What you want to do isn’t scientifically trivial, therefore it’s also not super easy to construct a KNIME workflow that will work every time.
In order to be able to help, we need to see the actual workflow that you are using, together with the molecules that are causing problems. Given that I can take a look at it and see if I can make useful suggestions.
There was a lot of unnecessary complication in the workflow, so I simplified it to what I would do if I were trying to get an SDF cell with 3D coordinates for each molecule.
One harder-to-find change that I made is to add a random seed to the “RDKit Add Conformers” configuration and disable the UFF cleanup there (this really isn’t necessary any more).
If I were planning to generate 3D descriptors, I probably wouldn’t do the final optimize geometry step since the RDKit conformers are now pretty good on their own. That’s a matter of taste though.

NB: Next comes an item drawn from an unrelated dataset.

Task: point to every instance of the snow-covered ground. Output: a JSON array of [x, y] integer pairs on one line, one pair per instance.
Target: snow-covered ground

Note that conformation generation can be a somewhat tricky process that doesn’t always succeed with standard settings. The current configuration here should work most of the time, but you should still assume that it could fail for some molecules. For those you will need to try playing around with the parameters until you get something that works.
Thanks a lot @greglandrum. This looks a lot better.
I still had to convert to cdk then cdk to molecule (sdf) to get the sdf column working with alvaDesc descriptors. If I use the “Rdkit to molecule” you added, I get an “Execute failed: Molecule column not found” after executing. Something’s up with that sdf column generated by rdkit. I believe I got the idea to use the cdk nodes from somewhere here on the forums.
That is very strange. I don’t think anyone’s ever reported a real problem there.
I don’t have the alvaDesc nodes, so I can’t test the hypothesis, but I suspect the problem is with that node.